As a strong introvert, I thought I was mentally and emotionally prepared for an extended period of isolation. There was even a part of me that sort of looked forward to the imposed solitude. But I’ve been unpleasantly surprised by how taxing the loneliness has been. Most surprising of all has been the steady depletion of joy. I did not realize how much my joy had been, and continues to be, inextricably tied to Christian community.

David Brooks writes in The Second Mountain: The Quest for a Moral Life that “joy tends to involve some transcendence of self. It’s when the skin barrier between you and some other person or entity fades away and you feel fused together.” I’d suggest that it’s when the digital barrier fades away between us as well. Joy is different from shallow, fleeting feelings of happiness, which can be manufactured individually and artificially. Real joy arises when we unshackle ourselves from self-centric tendencies (which digital technologies amplify) and immerse ourselves in a larger story.

People emblazon Nehemiah 8:10 on coffee mugs and stickers: “The joy of the LORD is your strength.” But we often miss that these words were spoken by Nehemiah as all the people of God were gathered together to worship. The setting is essentially a worship service.

The story tells us that the people wept collectively upon hearing God’s words read aloud, struck by their guilt.

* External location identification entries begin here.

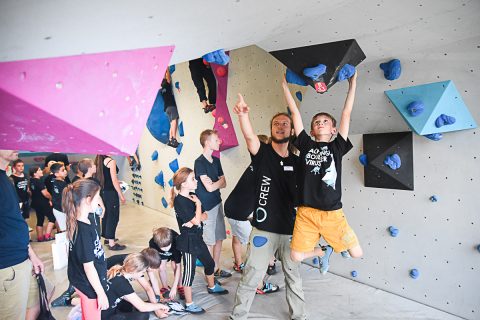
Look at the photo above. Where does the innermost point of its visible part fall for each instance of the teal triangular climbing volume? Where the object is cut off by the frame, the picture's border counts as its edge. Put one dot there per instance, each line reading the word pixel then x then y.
pixel 438 98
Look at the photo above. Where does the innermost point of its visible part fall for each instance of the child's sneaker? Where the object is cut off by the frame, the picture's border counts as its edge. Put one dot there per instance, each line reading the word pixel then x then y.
pixel 323 262
pixel 268 288
pixel 181 293
pixel 217 290
pixel 239 268
pixel 193 308
pixel 222 274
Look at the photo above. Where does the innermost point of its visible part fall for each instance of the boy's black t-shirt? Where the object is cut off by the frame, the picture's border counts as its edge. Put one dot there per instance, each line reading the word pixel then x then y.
pixel 167 94
pixel 320 171
pixel 275 190
pixel 38 199
pixel 118 287
pixel 171 255
pixel 188 239
pixel 21 186
pixel 48 181
pixel 86 247
pixel 57 188
pixel 214 171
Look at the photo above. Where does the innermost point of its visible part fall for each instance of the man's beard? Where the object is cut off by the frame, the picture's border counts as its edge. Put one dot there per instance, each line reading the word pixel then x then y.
pixel 280 141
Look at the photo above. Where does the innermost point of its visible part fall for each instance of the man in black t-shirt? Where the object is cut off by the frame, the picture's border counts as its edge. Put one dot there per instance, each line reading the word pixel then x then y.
pixel 273 217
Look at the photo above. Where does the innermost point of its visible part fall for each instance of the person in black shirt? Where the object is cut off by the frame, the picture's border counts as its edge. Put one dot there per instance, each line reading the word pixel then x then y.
pixel 199 70
pixel 119 288
pixel 42 203
pixel 58 170
pixel 319 184
pixel 87 268
pixel 190 216
pixel 273 216
pixel 20 181
pixel 164 240
pixel 170 108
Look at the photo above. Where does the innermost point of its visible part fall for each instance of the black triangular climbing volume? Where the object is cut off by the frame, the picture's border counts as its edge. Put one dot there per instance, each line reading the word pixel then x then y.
pixel 334 55
pixel 379 145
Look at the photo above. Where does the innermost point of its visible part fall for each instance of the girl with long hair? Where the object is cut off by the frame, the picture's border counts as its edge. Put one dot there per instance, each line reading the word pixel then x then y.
pixel 190 216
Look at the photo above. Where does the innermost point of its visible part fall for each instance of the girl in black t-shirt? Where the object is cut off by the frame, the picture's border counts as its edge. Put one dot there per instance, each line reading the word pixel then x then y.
pixel 42 203
pixel 190 215
pixel 87 268
pixel 119 288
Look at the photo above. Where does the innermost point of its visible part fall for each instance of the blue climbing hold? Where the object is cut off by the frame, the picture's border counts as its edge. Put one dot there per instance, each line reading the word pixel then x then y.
pixel 171 69
pixel 415 108
pixel 179 148
pixel 154 155
pixel 218 57
pixel 393 231
pixel 259 241
pixel 346 72
pixel 434 136
pixel 391 69
pixel 180 129
pixel 315 73
pixel 173 165
pixel 443 120
pixel 164 202
pixel 157 122
pixel 294 78
pixel 299 96
pixel 160 180
pixel 393 161
pixel 363 159
pixel 414 273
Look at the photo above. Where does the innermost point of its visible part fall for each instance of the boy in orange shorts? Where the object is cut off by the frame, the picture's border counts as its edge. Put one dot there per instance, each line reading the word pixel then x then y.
pixel 319 185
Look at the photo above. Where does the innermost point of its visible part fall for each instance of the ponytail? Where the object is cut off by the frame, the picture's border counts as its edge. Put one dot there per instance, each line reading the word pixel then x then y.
pixel 72 198
pixel 178 178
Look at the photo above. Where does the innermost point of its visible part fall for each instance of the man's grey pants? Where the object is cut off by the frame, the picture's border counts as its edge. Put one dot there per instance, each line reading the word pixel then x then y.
pixel 259 254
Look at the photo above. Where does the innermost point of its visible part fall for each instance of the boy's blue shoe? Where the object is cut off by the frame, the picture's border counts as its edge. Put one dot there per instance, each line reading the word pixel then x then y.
pixel 193 308
pixel 217 290
pixel 323 261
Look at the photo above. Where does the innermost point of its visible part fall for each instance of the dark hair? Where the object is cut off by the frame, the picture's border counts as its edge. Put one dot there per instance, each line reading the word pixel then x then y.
pixel 99 174
pixel 334 122
pixel 72 198
pixel 205 135
pixel 17 162
pixel 54 168
pixel 178 178
pixel 32 170
pixel 153 257
pixel 84 165
pixel 281 114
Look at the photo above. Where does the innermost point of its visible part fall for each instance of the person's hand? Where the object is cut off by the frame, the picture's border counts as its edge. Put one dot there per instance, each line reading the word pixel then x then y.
pixel 102 301
pixel 173 293
pixel 241 108
pixel 37 264
pixel 195 199
pixel 353 79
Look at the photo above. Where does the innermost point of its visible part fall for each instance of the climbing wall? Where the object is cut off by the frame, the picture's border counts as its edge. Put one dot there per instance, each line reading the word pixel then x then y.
pixel 251 71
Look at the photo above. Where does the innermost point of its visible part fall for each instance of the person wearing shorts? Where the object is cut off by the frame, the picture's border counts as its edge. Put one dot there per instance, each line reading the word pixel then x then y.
pixel 208 170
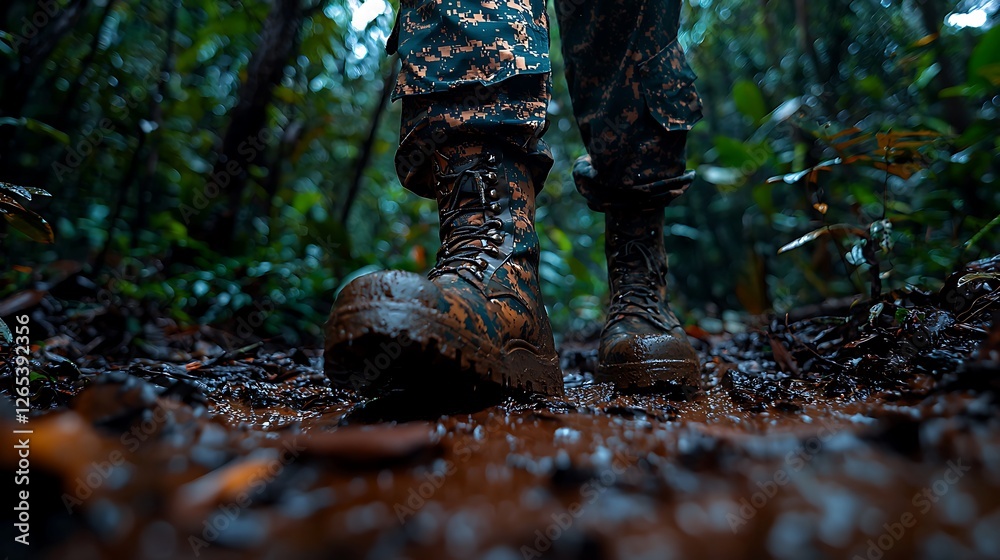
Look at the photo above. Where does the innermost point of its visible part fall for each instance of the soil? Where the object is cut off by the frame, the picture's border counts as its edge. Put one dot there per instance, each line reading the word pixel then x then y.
pixel 870 433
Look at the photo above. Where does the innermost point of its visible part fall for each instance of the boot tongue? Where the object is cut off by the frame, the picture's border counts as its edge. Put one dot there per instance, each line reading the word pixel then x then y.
pixel 638 272
pixel 465 186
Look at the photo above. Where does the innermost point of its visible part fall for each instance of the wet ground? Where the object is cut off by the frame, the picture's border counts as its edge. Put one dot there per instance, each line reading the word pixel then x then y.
pixel 873 433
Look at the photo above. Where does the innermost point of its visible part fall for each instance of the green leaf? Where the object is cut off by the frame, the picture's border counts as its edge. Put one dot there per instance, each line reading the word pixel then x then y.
pixel 749 100
pixel 979 234
pixel 36 126
pixel 24 192
pixel 8 204
pixel 817 233
pixel 986 53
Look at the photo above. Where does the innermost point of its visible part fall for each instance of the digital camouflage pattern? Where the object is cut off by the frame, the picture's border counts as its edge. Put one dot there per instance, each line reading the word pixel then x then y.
pixel 643 345
pixel 481 69
pixel 480 308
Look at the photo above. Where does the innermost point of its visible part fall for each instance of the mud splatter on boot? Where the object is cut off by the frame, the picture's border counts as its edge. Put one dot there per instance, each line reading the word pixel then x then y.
pixel 478 316
pixel 643 346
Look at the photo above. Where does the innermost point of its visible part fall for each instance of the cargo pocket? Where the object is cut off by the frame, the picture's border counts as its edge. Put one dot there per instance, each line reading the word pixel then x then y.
pixel 668 86
pixel 445 44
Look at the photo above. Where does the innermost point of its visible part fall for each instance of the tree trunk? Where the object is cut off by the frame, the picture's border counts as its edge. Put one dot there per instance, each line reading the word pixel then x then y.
pixel 77 85
pixel 247 120
pixel 364 157
pixel 146 189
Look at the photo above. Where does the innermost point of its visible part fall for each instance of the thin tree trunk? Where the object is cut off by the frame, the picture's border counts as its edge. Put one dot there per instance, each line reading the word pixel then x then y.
pixel 364 157
pixel 279 40
pixel 156 117
pixel 34 55
pixel 76 86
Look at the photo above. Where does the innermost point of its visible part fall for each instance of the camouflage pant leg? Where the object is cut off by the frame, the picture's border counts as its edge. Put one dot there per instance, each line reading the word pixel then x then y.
pixel 480 69
pixel 633 97
pixel 471 70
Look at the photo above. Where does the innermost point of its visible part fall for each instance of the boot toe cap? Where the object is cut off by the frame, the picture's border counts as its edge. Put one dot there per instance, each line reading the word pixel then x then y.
pixel 388 286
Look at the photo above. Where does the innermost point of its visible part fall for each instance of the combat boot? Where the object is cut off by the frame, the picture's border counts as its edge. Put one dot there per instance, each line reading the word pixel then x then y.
pixel 478 316
pixel 643 346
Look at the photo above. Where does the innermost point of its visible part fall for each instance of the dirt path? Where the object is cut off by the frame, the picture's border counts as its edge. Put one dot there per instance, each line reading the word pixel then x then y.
pixel 865 452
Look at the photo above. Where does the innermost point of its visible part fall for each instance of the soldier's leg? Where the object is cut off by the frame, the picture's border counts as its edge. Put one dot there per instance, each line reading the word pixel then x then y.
pixel 634 100
pixel 474 86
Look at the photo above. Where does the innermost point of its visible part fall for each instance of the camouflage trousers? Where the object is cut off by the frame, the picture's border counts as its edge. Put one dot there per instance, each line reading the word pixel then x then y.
pixel 478 71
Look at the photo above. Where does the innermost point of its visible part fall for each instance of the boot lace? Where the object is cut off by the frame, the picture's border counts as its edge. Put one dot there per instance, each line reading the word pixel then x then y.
pixel 639 275
pixel 464 241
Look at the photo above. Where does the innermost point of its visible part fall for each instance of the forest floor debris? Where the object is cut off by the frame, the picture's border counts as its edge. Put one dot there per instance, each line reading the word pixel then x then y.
pixel 874 434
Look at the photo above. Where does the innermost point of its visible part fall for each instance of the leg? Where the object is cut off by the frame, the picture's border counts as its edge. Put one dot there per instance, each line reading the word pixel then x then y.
pixel 475 86
pixel 634 100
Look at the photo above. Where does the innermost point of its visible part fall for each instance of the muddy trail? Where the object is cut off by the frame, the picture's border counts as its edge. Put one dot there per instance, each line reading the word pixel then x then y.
pixel 872 433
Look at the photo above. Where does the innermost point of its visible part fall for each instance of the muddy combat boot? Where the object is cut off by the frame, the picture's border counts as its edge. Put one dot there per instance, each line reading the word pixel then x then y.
pixel 478 318
pixel 643 347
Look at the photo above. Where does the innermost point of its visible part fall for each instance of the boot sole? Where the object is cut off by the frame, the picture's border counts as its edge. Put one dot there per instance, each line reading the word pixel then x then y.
pixel 396 346
pixel 675 378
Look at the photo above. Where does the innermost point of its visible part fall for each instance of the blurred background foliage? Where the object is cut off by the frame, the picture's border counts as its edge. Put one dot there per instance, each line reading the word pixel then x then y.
pixel 212 161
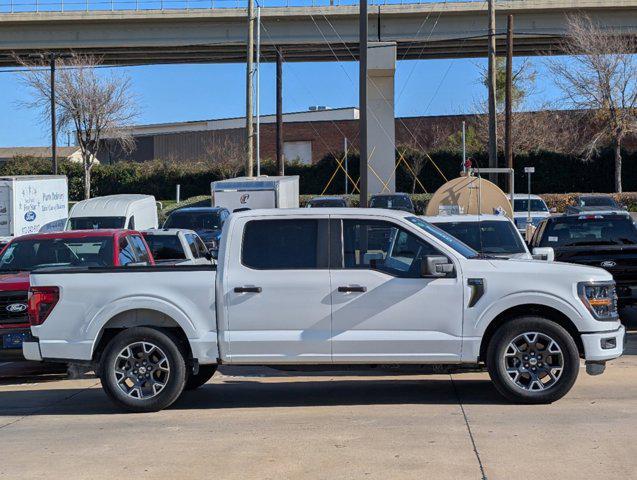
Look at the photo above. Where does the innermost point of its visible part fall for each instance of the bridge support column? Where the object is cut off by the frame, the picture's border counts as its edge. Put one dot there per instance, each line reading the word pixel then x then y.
pixel 381 131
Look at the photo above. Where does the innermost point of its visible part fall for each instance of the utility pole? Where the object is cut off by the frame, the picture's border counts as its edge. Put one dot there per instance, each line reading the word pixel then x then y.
pixel 249 107
pixel 280 160
pixel 493 132
pixel 362 100
pixel 54 151
pixel 258 95
pixel 508 141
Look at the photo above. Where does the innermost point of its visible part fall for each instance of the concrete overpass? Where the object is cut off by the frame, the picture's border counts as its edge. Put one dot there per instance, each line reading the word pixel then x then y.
pixel 426 30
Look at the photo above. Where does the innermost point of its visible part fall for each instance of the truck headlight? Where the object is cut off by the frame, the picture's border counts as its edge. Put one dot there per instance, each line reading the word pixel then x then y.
pixel 600 298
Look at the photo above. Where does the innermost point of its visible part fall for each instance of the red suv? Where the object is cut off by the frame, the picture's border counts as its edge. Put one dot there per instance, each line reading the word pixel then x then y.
pixel 79 248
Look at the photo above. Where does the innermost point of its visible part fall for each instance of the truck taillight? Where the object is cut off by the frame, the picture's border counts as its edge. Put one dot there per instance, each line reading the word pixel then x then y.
pixel 41 303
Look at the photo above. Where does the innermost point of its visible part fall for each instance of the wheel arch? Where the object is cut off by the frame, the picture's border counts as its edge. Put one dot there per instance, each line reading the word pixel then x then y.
pixel 140 317
pixel 525 310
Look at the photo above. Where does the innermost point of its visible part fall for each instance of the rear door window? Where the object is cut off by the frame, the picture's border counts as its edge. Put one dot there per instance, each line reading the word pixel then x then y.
pixel 141 252
pixel 126 252
pixel 285 244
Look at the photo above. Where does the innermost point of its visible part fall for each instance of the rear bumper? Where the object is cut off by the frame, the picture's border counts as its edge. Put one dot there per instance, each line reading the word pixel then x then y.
pixel 13 352
pixel 596 345
pixel 31 351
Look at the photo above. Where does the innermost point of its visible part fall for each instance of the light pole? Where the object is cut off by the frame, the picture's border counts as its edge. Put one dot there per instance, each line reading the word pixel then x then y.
pixel 362 100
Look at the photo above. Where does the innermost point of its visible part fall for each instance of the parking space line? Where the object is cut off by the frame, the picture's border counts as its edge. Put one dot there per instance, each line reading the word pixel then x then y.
pixel 41 409
pixel 466 422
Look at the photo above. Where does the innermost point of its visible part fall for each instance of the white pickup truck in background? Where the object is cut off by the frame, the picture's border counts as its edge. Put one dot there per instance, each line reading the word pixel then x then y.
pixel 328 287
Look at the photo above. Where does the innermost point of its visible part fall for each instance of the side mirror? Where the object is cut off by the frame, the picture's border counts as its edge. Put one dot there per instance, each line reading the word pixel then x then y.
pixel 544 253
pixel 436 266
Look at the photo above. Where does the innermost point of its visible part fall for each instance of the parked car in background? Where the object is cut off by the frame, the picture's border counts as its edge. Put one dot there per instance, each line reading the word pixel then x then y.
pixel 494 235
pixel 83 248
pixel 135 212
pixel 206 221
pixel 594 203
pixel 393 201
pixel 521 203
pixel 303 287
pixel 327 202
pixel 605 240
pixel 177 247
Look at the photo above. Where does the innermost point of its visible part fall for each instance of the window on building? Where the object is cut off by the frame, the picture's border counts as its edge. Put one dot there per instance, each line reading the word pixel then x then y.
pixel 300 152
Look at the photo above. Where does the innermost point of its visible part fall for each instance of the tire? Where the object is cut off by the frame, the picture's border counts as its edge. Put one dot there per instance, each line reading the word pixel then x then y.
pixel 532 360
pixel 143 370
pixel 205 373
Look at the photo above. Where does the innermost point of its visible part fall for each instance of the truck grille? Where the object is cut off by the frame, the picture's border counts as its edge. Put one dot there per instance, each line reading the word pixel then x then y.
pixel 13 307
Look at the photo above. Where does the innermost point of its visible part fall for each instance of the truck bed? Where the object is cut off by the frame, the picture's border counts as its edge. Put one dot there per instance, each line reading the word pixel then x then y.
pixel 182 294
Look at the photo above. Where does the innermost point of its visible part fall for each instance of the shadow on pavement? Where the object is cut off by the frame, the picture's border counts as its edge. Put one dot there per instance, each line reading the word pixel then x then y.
pixel 252 394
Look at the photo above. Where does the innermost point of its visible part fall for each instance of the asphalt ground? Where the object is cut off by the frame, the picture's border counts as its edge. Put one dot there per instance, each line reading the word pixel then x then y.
pixel 258 423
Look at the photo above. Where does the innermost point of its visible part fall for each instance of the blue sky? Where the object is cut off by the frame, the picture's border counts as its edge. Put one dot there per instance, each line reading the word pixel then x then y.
pixel 169 93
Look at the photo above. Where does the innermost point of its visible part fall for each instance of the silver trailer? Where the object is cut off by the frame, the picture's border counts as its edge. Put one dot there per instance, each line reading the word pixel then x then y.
pixel 244 193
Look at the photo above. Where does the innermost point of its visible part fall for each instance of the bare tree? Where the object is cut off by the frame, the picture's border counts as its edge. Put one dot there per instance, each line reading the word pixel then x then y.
pixel 96 106
pixel 600 82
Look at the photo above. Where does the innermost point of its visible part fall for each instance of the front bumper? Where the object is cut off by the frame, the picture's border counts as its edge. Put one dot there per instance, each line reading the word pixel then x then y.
pixel 596 345
pixel 31 351
pixel 626 294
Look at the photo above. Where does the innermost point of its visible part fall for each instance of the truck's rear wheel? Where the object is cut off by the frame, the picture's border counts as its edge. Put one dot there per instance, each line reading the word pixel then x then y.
pixel 143 370
pixel 205 373
pixel 532 360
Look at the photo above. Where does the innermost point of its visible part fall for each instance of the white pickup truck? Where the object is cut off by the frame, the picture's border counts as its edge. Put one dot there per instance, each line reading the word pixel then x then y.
pixel 328 287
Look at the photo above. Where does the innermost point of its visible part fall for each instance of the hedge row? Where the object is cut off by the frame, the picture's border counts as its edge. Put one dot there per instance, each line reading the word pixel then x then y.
pixel 554 174
pixel 558 201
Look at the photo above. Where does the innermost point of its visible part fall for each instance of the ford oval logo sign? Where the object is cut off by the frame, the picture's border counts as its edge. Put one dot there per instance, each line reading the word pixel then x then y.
pixel 16 308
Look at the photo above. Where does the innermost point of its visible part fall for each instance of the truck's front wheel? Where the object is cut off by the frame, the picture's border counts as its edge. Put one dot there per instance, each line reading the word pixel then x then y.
pixel 143 370
pixel 532 360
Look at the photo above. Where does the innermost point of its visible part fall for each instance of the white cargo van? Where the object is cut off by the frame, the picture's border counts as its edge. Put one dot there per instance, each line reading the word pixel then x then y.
pixel 249 193
pixel 137 212
pixel 32 204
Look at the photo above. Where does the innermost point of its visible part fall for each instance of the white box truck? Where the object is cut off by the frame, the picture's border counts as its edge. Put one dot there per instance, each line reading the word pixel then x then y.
pixel 134 211
pixel 250 193
pixel 32 204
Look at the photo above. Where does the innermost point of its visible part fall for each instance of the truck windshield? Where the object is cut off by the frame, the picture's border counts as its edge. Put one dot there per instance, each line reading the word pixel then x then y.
pixel 489 236
pixel 95 223
pixel 597 202
pixel 27 255
pixel 194 220
pixel 522 205
pixel 452 242
pixel 589 230
pixel 165 247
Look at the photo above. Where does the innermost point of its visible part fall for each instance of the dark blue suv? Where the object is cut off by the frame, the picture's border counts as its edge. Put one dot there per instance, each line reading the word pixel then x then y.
pixel 206 221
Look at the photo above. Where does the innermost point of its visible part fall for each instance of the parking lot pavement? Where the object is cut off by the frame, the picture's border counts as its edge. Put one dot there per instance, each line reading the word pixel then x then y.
pixel 258 423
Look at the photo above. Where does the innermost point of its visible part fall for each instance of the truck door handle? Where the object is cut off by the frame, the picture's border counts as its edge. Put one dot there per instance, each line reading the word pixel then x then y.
pixel 352 288
pixel 247 289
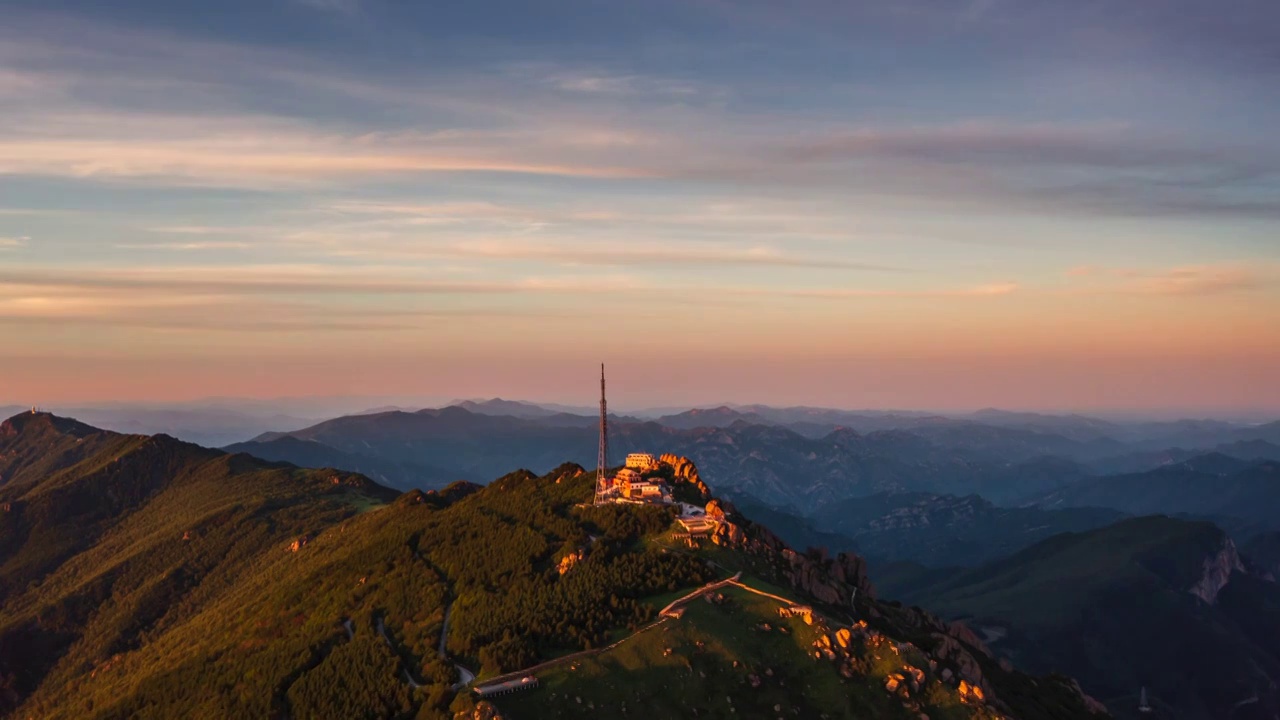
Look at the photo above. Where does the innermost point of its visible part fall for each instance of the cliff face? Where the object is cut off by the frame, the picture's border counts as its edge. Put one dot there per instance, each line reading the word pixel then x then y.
pixel 841 584
pixel 1217 572
pixel 685 472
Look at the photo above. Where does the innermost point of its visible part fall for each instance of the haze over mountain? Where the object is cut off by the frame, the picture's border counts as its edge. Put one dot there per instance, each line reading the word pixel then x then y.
pixel 1147 602
pixel 146 577
pixel 786 459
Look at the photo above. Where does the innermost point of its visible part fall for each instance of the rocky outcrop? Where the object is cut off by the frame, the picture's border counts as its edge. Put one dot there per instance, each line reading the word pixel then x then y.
pixel 833 580
pixel 685 472
pixel 1217 572
pixel 484 710
pixel 568 561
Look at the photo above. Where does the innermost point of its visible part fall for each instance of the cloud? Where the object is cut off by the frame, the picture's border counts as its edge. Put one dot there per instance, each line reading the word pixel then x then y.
pixel 991 290
pixel 1188 281
pixel 196 245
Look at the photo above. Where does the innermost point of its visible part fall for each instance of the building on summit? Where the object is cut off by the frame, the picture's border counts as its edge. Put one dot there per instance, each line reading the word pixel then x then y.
pixel 641 461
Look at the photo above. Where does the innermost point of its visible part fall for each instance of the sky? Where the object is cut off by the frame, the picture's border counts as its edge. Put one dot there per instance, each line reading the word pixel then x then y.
pixel 915 204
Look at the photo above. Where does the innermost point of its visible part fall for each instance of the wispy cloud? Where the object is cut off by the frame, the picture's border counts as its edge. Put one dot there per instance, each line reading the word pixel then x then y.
pixel 195 245
pixel 1188 281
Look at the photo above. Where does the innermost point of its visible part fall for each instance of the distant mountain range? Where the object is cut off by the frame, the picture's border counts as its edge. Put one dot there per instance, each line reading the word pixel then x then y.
pixel 145 577
pixel 1208 486
pixel 1152 602
pixel 1015 461
pixel 926 528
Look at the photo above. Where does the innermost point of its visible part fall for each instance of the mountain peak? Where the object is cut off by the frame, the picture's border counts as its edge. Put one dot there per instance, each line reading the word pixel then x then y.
pixel 39 422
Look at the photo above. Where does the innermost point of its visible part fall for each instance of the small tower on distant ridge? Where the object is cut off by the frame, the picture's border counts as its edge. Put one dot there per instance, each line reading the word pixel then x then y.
pixel 603 464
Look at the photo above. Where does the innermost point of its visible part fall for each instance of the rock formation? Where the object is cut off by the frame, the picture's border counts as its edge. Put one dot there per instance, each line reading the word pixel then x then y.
pixel 1217 572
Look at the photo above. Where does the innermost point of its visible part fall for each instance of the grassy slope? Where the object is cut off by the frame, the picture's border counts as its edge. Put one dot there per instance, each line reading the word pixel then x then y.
pixel 127 619
pixel 714 648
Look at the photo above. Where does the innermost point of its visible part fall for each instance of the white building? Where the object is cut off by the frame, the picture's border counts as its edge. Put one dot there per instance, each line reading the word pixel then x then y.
pixel 626 475
pixel 641 461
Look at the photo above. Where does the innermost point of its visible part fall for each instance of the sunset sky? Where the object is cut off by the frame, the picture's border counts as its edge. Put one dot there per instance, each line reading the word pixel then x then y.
pixel 915 204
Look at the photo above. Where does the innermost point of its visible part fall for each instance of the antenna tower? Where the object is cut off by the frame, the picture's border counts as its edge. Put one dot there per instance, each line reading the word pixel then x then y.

But Nehemiah instructs them: “Go your way. Eat the fat and drink sweet wine and send portions to anyone who has nothing ready, for this day is holy to our LORD. And do not be grieved, for the joy of the LORD is your strength.” 

The “your” is plural. In Texan, it would be y’all. The joy of the LORD is y’all’s strength—together, as one.

We’ve lost much this past year in our isolation. Online technology has held us together tenuously. But it’s not enough. There is grieving, rejoicing, feasting, and everything in between to be done—together, embodied, and fully present as one. May our longing lead us back home, to God and to one another.